VERMONT’S PRIVACY RULE UPHELD

March 8, 2004

A Superior Court judge has upheld Vermont regulations governing the use of private information by insurance companies chartered to do business in the state. The regulations prohibit insurance companies from selling or sharing personal customer information unless a customer approves. Vermont has applied similar rules to banks and other financial service businesses for more than 10 years, Attorney General William Sorrell said. Sorrell called Vermont’s regulations a “more protective standard” than federal rules, which allow insurance companies to sell or share private information only unless a customer objects.
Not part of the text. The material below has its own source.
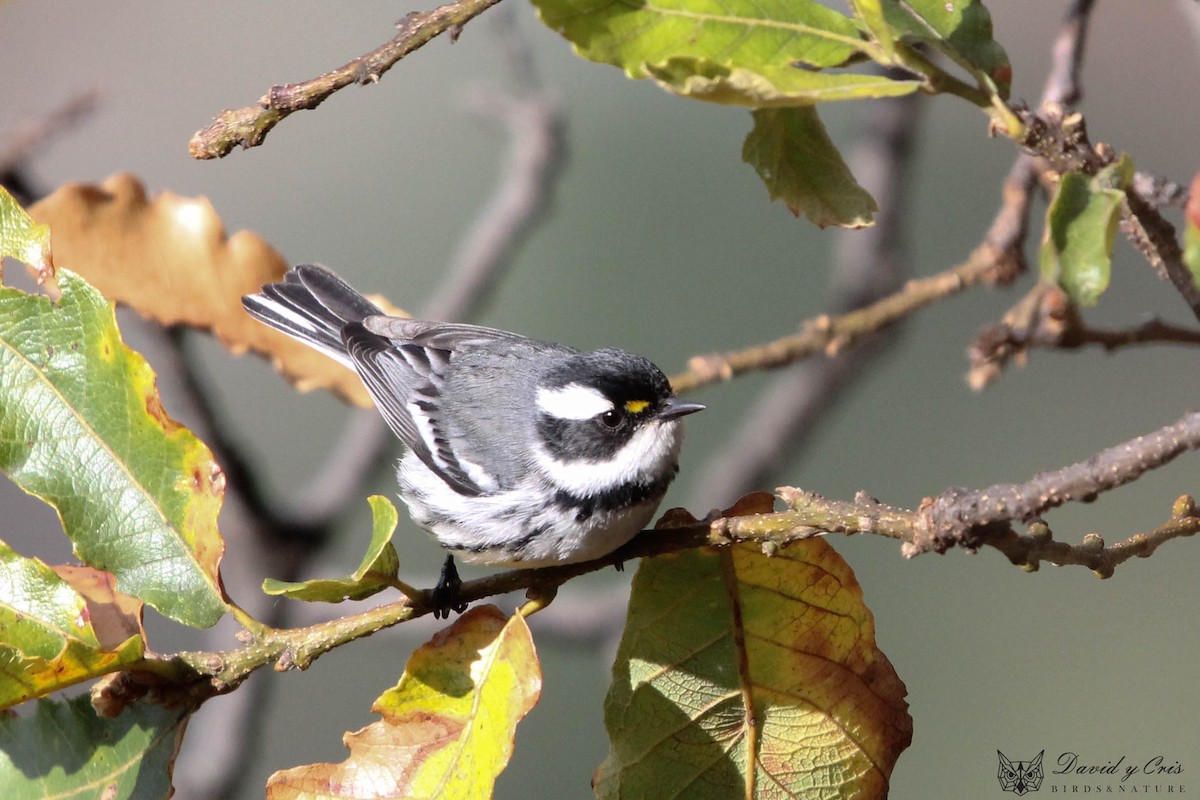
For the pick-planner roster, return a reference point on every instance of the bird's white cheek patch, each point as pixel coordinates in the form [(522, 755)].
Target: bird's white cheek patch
[(573, 402)]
This so-called “opt out” standard also applies to banks and other businesses in the financial services sector. The regulations governing insurance companies were issued by the state Department of Banking, Insurance, Securities and Health Care Administration (BISHCA) in late 2001. In early 2002, five insurance trade groups sued BISHCA and then-Commissioner Elizabeth Costle, arguing that the state’s privacy regulations violated their constitutional right to free speech and that Costle did not have the authority to impose the rules under Vermont law. But in his ruling last month, Washington Superior Court Judge Alan Cook rejected these arguments. Cook said that BISHCA did have the authority to impose Vermont’s privacy regulations, and that the federal “opt-out” standard made it difficult for consumers to decide how their private information should be used.